Well, for one thing, now that I am back in the States with unrestricted internet access I've found out that there are plenty of people already making every point I used to make. Frankly, Joshua Philipp and Winston Sterzel crank out videos explaining it faster than I can crank out research articles (I might be able to keep pace if I didn't force myself to put an MLA-style works cited page in every article but call it a personal quirk), and their videos are as well-researched as anything I can produce and, in the latter's case, backed up by fluency in Mandarin (wo mei xuezi Putonghua; dui bu qi). Besides, with the world having seemingly woken up to the reality that China cannot be trusted (funny how a global pandemic that they caused and then tried to deny, will do that), it seemed I could give the Paul Revere routine a rest. The job I set out to do is largely done.

But more to the point...
...well, I am absolutely, flat-out, sick to death of China. Not just as a place to live, but as a concept; as a topic of conversation. I'm tired of hearing about it, especially from my own mouth. After 8 months being free of that place, I still find that it pervades every single bit of my life. Every job I apply for says "we'd love to hire you but your time in China makes you a security risk." Every thought that goes through my head seems to pass through a lens that has been tainted by five piss-yellow stars on a blood-red background. I even realized, ex posto facto, that I'd shoehorned two mentions of China into a review of a book about the Alamo the other day. The bloody Alamo! Which has bugger-all to do with China!

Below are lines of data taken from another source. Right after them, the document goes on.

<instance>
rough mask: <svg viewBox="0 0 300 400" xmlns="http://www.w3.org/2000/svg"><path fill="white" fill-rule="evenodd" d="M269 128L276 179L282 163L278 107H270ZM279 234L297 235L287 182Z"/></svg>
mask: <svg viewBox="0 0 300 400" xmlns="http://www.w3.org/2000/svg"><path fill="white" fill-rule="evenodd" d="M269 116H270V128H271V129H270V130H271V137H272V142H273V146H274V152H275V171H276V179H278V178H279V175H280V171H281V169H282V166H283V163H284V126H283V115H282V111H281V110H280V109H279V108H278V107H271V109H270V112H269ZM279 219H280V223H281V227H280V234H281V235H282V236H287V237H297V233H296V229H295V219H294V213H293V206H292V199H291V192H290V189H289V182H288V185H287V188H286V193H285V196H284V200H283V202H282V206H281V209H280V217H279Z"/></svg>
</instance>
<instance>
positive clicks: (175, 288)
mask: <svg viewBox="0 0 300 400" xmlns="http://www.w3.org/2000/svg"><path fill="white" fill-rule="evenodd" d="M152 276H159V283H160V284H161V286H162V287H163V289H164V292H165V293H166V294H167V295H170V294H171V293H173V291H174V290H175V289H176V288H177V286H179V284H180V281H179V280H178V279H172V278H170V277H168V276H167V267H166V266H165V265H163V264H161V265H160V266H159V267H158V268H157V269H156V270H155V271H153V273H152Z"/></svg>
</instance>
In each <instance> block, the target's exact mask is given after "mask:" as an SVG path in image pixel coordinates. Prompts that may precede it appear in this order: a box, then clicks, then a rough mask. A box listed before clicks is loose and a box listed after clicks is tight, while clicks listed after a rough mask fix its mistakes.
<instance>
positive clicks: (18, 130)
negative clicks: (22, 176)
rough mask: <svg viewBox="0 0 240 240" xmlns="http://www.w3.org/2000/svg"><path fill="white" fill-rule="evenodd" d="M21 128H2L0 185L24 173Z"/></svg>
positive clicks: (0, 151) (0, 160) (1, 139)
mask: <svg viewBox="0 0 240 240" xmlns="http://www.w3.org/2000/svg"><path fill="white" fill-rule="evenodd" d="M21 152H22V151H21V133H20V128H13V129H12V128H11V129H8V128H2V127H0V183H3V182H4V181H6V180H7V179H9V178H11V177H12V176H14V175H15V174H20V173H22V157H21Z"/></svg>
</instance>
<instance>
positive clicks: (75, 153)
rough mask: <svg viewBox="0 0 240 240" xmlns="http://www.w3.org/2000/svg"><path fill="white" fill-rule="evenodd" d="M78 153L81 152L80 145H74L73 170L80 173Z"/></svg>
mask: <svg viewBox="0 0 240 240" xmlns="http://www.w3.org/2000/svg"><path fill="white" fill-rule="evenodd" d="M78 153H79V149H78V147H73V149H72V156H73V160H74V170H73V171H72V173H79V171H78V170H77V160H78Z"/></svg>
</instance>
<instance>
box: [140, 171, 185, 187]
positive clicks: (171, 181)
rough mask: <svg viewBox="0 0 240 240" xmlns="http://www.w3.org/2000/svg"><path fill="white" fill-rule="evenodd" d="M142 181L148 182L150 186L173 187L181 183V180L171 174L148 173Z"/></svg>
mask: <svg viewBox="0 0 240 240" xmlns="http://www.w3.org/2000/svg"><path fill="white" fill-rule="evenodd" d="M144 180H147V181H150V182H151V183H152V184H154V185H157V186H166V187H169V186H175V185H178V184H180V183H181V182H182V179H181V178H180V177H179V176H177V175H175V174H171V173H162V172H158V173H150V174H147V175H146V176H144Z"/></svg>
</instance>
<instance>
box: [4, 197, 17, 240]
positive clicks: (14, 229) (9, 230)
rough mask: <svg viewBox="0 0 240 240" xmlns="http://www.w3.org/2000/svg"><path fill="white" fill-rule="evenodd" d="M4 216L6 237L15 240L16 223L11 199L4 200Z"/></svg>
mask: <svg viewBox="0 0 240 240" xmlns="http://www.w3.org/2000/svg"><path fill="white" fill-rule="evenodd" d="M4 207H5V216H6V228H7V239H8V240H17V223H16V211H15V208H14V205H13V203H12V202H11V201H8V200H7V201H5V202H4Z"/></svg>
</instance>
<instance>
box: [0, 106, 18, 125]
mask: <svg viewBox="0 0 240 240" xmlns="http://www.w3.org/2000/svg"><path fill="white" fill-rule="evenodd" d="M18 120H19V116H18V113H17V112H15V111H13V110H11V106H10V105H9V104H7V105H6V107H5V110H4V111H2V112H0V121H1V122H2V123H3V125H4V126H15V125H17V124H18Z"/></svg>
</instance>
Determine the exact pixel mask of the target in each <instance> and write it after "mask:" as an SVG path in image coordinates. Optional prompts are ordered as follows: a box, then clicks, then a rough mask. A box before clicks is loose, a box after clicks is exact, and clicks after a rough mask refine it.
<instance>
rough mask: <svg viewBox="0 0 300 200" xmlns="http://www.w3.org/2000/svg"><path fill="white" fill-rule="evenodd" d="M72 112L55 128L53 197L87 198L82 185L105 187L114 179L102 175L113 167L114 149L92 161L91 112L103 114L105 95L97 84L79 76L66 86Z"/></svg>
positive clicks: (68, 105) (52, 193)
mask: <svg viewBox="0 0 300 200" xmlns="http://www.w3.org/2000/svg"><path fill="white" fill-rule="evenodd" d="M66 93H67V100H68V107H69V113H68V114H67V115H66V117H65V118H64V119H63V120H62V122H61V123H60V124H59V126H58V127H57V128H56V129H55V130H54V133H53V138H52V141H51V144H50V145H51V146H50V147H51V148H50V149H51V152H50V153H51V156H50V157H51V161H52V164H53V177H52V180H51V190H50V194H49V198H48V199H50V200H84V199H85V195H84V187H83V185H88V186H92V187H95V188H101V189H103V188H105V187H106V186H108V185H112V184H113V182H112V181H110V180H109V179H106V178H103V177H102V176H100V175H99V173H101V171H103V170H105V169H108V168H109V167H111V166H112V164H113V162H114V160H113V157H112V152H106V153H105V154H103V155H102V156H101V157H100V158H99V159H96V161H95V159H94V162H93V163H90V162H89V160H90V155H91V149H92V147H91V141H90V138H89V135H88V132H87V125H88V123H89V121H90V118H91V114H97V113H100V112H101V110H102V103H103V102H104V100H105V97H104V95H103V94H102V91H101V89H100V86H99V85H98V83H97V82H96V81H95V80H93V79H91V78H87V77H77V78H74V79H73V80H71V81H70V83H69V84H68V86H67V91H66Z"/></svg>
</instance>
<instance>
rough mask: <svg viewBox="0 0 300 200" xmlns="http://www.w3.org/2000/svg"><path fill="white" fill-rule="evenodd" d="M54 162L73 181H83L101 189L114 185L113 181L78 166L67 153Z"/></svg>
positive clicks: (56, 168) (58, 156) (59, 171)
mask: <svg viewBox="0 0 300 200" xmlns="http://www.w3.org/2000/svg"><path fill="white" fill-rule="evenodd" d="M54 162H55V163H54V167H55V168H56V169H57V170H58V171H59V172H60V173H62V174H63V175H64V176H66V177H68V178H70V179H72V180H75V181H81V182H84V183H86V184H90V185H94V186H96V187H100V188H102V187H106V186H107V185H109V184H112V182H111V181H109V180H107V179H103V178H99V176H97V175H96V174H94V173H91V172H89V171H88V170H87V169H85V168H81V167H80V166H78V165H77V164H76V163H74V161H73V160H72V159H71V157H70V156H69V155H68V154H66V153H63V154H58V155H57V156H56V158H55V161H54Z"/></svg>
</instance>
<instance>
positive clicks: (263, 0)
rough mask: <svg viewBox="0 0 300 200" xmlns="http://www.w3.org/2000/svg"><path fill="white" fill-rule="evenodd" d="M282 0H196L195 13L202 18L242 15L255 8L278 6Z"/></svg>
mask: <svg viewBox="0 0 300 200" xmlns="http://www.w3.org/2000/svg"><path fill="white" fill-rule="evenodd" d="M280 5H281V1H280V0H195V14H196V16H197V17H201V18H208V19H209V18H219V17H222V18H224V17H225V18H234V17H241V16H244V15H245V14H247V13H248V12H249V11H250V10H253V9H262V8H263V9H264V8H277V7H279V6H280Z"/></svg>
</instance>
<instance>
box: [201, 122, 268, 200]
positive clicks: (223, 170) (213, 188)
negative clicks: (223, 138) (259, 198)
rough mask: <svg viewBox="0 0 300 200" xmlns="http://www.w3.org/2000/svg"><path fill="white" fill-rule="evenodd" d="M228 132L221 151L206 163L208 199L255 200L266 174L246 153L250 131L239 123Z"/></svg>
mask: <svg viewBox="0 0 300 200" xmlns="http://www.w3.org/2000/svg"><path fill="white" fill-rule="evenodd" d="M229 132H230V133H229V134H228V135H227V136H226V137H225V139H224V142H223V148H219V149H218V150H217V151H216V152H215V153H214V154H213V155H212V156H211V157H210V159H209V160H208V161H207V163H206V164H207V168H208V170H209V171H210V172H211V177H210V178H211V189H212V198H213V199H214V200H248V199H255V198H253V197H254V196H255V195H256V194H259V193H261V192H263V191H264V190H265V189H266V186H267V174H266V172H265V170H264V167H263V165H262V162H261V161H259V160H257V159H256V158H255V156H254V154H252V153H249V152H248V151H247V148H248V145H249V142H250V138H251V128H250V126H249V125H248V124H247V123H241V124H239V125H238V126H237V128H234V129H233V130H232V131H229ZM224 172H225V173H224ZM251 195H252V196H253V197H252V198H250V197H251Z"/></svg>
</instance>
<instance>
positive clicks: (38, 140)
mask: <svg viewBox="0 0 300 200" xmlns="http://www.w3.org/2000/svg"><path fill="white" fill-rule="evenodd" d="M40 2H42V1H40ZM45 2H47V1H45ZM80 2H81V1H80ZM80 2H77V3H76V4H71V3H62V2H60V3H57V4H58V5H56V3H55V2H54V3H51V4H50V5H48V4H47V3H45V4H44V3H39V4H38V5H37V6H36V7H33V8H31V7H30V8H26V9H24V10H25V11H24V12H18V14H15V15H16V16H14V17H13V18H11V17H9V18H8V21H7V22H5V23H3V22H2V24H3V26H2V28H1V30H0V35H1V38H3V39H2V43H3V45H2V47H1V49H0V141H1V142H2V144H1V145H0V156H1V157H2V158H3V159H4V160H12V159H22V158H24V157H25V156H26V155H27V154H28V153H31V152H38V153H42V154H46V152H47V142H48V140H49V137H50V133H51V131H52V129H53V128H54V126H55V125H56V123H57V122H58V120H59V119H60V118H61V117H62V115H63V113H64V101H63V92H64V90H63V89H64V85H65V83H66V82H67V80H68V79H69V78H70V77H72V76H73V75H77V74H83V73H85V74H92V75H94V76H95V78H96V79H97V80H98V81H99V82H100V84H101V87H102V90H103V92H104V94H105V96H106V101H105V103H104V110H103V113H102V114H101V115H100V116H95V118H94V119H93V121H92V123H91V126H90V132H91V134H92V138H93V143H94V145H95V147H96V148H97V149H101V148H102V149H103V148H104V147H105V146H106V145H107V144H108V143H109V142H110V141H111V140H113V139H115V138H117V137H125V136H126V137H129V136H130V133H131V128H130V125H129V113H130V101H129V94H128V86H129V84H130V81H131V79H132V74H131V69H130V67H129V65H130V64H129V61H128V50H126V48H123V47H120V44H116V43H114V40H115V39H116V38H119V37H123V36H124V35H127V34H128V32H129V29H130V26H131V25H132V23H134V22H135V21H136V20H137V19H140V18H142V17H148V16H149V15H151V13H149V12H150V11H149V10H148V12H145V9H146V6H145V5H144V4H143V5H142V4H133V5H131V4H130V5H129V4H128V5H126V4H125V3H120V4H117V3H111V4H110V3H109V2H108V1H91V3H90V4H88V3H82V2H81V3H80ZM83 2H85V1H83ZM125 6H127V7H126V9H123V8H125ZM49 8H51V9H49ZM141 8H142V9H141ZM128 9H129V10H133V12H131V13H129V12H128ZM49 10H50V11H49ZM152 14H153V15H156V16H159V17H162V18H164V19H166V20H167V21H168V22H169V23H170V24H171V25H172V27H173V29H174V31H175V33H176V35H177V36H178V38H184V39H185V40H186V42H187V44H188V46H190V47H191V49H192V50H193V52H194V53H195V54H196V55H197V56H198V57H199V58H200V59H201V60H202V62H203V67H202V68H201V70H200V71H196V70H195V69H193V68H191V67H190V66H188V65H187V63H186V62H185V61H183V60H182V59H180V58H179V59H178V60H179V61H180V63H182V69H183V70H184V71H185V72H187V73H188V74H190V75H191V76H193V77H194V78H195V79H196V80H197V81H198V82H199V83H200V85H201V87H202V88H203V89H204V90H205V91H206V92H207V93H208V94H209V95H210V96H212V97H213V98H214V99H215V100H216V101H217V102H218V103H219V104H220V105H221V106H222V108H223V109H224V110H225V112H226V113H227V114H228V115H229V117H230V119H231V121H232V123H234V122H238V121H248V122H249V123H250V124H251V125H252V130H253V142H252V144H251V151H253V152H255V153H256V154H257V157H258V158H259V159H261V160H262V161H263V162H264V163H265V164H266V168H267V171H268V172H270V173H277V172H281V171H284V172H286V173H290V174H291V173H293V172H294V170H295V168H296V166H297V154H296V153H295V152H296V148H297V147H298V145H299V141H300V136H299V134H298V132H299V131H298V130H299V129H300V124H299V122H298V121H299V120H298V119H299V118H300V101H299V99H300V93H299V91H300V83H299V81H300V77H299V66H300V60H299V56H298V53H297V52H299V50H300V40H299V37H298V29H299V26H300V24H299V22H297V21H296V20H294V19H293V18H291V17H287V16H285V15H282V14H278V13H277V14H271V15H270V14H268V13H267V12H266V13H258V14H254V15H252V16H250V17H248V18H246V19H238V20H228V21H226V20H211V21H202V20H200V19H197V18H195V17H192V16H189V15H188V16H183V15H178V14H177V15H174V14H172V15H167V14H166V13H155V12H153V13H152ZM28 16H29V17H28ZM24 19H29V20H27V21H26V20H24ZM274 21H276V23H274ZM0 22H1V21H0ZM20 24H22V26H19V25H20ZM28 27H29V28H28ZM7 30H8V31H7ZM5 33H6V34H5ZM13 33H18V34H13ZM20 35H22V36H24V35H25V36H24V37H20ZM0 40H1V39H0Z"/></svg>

So, as I mentioned in a recent article, I have been trying to take 2020 as a sort of "China detox."
...Of course, "detoxing from China" is not easy in a year when the world is a mess because of a virus from China, or when the love of my life is still stuck in Beijing, or when I'm working as a freelance online teacher and every one of my clients is still in China and still pays me in RMB, or when the Chinese, as a whole, are snakes who pay so late (or not at all) that despite teaching 23 classes a week I end up working for free about 80% of the time and have to create a Gofundme page just to feed my kids...
(give me a second to calm down)
...but I digress.

My point, frankly, is this. I said at the beginning of 2020 That I would likely be redefining this blog. Well, I guess that "redefinition" is I used to write to sound an alarm to the world, and now, at least for the moment, I'm writing for myself. To be perfectly blunt, some of the only peace I find in a world battered by China's plague is when I have my nose in a book, and reviewing them is a lot less infuriating than trying to convey what I see when I look at China.